In PROVE 1, the overall discontinuation rate through 12 weeks was 18% across all telaprevir treatment arms and 3% in the control arm. This includes discontinuations due to adverse events, withdrawal of consent and patients lost to follow-up. The incidence of treatment discontinuations through week 12 due to adverse events was 13% and 2% in the telaprevir and control arms, respectively. The most common reason for discontinuation was rash, with 7% of patients discontinued for this reason in the telaprevir arms during the first 12 weeks of treatment. After week 12, discontinuations due to adverse events were 8% each in the telaprevir and control arms. Over the full course of the treatment period, the incidence of severe adverse events was 27% in the telaprevir arms and 24% in the control arm.

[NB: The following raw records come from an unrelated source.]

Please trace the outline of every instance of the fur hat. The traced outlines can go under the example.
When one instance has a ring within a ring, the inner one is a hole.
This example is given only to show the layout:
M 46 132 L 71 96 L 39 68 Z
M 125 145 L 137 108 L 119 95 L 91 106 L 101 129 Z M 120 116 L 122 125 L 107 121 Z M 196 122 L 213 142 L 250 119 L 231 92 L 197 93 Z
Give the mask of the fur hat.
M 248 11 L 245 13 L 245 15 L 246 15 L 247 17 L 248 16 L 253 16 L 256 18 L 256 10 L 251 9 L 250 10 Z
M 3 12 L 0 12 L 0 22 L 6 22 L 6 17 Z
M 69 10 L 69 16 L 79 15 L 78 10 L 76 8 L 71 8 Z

In PROVE 2, the overall discontinuation rate through 12 weeks was 14% across all telaprevir treatment arms and 6% in the control arm. This includes discontinuations due to adverse events, withdrawal of consent and patients lost to follow-up. The incidence of treatment discontinuations through week 12 due to adverse events were 10% and 3% in the telaprevir and control arms, respectively. As with PROVE 1, the most common reason for discontinuation was rash, with 7% of patients discontinued due to rash in the telaprevir arms, compared to less than one percent in the control arm during the first 12 weeks of treatment. Through to week 12, the time of the interim safety analysis being reported, the incidence of severe adverse events was 17% in the telaprevir arms and 10% in the control arm.
About PROVE 1
PROVE 1 is an ongoing, four-arm, Phase 2b clinical trial of 250 treatment-naive genotype 1 HCV patients with a primary objective to assess the proportion of patients who achieve SVR, defined as undetectable (less than10 IU/mL, as measured by the Roche TaqMan(R) assay) HCV RNA 24 weeks after the completion of dosing. The trial is assessing patients who receive telaprevir-based treatment regimens of 12, 24 and 48 week durations, compared to a 48-week control arm of pegylated-interferon and ribavirin. PROVE 1 is being conducted at more than 30 clinical centers in the U.S.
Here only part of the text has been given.